A president’s greatest responsibility is to listen to the grievances and demands of the people and apply them to the course of government policy.

In that regard, President Park Geun-hye has completely failed to listen to the grievances of the Sewol victims’ families, who want a credible investigation into the root causes of the country’s worst peacetime disaster and the botched rescue mission that allowed so many people to die.

The government hasn’t budged on how the investigation will be handled. It ignores the families’ concerns that the investigation is being engineered from the start to be less than thorough, exhaustive or fair. The relatives say they think the government is going to manipulate the investigation.

The government just told them to buzz off.

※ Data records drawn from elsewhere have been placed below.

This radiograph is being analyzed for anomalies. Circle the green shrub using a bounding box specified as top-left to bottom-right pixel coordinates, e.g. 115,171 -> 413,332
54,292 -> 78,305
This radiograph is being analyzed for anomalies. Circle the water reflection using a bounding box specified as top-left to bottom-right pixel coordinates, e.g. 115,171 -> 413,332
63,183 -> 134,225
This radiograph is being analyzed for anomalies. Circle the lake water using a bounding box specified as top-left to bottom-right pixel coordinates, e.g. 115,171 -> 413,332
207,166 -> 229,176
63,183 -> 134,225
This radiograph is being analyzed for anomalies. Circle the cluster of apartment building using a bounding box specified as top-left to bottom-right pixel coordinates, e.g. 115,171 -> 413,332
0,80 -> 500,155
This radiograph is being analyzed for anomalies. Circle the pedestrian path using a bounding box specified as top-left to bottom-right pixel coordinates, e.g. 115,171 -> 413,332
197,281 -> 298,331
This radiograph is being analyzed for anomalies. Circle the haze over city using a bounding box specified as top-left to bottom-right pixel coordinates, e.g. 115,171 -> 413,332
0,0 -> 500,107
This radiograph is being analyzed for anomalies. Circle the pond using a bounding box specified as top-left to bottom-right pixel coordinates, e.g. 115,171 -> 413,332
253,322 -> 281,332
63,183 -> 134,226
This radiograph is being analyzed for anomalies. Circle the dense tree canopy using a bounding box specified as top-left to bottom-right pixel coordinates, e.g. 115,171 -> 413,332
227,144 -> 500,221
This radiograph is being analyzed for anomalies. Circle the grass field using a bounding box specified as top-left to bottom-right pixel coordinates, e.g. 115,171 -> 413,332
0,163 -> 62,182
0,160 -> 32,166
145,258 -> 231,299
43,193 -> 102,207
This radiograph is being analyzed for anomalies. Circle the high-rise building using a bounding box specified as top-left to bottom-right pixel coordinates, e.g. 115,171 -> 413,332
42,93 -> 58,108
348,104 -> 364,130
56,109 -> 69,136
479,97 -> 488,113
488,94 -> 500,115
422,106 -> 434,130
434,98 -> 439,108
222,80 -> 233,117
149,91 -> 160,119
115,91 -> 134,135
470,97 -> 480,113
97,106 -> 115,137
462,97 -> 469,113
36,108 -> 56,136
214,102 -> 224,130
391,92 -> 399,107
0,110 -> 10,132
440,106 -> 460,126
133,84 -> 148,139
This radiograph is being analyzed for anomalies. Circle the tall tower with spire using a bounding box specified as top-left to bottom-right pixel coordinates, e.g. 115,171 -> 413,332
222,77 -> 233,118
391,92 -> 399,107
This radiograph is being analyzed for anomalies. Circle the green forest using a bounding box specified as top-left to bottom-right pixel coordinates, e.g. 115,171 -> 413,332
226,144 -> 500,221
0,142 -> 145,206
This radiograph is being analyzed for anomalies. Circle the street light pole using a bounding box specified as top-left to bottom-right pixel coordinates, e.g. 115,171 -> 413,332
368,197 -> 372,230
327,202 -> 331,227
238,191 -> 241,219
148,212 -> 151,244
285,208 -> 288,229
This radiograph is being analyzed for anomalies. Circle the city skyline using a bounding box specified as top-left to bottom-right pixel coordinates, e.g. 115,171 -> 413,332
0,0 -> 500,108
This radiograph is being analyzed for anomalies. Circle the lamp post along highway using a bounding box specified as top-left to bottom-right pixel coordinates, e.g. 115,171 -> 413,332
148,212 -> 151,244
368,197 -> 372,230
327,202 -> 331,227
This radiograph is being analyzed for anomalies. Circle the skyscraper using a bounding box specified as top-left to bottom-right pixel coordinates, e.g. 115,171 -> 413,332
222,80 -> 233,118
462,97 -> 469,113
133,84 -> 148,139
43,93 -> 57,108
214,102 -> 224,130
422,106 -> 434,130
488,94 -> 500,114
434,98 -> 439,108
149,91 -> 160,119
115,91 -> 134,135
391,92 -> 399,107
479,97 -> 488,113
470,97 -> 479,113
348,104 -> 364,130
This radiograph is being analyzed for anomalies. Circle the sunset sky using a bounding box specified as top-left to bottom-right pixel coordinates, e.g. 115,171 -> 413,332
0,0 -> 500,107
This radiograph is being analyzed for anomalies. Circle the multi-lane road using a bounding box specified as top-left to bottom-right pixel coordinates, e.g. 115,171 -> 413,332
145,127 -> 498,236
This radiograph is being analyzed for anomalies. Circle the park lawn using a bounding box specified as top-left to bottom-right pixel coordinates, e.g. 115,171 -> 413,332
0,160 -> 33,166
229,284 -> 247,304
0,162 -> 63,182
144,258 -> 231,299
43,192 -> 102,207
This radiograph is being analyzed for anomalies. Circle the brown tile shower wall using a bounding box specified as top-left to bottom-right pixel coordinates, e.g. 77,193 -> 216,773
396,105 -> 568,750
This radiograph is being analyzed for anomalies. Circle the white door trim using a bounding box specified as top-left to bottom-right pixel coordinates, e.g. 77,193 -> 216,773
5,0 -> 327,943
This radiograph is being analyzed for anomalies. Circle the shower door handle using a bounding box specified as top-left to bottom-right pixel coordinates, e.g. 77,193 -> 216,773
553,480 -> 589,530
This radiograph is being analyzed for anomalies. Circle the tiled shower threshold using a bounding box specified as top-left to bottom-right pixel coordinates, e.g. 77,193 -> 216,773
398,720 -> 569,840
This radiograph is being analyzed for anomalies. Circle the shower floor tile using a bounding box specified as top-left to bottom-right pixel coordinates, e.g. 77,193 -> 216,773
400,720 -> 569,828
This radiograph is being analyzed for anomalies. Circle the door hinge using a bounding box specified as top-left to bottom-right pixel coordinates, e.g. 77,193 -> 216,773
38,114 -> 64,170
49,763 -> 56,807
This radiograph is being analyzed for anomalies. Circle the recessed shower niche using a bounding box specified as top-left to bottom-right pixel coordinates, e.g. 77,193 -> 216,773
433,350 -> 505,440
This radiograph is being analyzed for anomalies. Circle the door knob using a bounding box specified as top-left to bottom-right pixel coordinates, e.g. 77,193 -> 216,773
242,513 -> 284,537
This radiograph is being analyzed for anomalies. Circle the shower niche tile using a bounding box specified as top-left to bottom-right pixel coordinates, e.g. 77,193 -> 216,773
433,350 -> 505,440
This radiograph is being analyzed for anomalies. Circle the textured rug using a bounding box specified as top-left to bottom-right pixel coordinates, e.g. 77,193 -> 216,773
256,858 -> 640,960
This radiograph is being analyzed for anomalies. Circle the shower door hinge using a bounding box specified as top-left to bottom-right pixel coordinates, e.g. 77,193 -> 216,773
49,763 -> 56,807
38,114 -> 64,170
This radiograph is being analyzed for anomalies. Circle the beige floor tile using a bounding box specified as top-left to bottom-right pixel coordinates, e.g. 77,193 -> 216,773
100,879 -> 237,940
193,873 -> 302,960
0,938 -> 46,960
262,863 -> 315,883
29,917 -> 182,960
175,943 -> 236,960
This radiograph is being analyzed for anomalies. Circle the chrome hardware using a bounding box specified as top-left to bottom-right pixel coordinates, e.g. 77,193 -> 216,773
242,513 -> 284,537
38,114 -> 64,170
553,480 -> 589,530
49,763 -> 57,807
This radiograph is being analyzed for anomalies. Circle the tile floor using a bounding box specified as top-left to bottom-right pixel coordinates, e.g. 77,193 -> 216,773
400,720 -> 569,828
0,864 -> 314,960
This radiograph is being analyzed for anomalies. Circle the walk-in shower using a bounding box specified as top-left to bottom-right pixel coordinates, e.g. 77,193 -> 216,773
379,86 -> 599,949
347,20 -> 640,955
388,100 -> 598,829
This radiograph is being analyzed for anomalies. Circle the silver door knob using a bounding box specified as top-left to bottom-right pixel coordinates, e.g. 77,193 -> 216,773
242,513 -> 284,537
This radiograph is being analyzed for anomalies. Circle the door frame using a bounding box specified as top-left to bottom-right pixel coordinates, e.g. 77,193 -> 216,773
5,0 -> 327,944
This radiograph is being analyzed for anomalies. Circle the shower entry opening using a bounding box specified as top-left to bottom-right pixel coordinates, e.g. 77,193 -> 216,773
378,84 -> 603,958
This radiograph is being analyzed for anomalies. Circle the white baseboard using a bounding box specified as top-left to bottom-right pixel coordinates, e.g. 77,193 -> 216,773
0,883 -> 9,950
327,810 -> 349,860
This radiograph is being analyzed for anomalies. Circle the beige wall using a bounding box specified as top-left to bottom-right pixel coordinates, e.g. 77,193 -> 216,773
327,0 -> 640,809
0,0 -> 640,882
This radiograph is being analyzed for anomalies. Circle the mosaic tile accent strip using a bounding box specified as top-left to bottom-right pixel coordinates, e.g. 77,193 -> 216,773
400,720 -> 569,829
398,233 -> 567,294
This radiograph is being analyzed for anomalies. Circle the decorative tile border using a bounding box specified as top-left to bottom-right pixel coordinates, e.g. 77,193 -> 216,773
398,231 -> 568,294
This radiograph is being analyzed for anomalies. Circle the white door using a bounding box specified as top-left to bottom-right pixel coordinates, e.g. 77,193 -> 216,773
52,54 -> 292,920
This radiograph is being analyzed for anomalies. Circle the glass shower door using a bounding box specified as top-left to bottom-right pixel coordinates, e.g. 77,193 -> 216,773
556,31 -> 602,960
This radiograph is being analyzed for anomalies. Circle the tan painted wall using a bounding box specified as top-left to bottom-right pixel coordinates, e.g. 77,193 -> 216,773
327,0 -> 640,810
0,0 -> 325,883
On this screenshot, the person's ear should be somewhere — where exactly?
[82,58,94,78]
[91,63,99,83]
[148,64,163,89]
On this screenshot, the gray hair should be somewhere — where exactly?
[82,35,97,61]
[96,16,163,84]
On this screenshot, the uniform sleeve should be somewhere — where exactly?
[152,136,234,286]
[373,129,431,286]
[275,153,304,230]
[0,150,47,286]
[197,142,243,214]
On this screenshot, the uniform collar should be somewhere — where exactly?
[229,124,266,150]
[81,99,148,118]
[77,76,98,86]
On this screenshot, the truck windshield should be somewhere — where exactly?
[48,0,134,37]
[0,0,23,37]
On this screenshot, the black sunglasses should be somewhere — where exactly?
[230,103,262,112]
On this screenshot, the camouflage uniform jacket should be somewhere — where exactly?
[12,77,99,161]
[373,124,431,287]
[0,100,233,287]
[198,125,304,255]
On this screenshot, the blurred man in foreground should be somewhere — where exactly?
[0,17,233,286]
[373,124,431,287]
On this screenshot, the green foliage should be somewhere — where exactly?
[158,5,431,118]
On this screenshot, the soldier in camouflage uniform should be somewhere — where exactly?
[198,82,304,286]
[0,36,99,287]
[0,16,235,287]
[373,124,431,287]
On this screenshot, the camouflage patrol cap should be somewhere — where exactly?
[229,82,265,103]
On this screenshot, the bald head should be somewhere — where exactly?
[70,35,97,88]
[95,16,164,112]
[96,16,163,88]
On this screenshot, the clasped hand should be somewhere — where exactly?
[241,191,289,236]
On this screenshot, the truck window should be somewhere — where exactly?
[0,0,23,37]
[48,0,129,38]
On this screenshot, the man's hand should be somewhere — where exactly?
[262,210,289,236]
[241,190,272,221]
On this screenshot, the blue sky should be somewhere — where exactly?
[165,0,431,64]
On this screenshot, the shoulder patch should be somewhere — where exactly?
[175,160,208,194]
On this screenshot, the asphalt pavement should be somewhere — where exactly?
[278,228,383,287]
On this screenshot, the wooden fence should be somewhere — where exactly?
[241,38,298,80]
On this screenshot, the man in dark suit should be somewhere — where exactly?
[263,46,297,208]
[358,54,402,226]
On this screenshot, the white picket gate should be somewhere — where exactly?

That’s why people took to the streets on the first weekend after the first anniversary of the tragedy. The police mobilized 13,000 uniformed men to quell demonstrations calling for an independent investigation. They used pepper spray and water cannons against protestors, some of whom were the parents of 11th graders who perished on the ship because they obeyed orders to stay in their cabins.

The police took about 40 parents into custody, including Kim Young-oh, the father of young victim Yu-min, who endured a 46-day hunger strike and was consoled by Pope Francis when he visited last summer.

How is it that the Argentinian head of the Catholic Church has managed to console Kim ? and the Korean president hasn’t?

Some outside groups with political motives joined the rally and chanted “Oust Park from office,” which was regrettable. But the brunt of responsibility to end the ongoing conflict with the families is Park’s.

Critics of the families say they are asking too much and will never be satisfied, even when Park promises an independent investigation.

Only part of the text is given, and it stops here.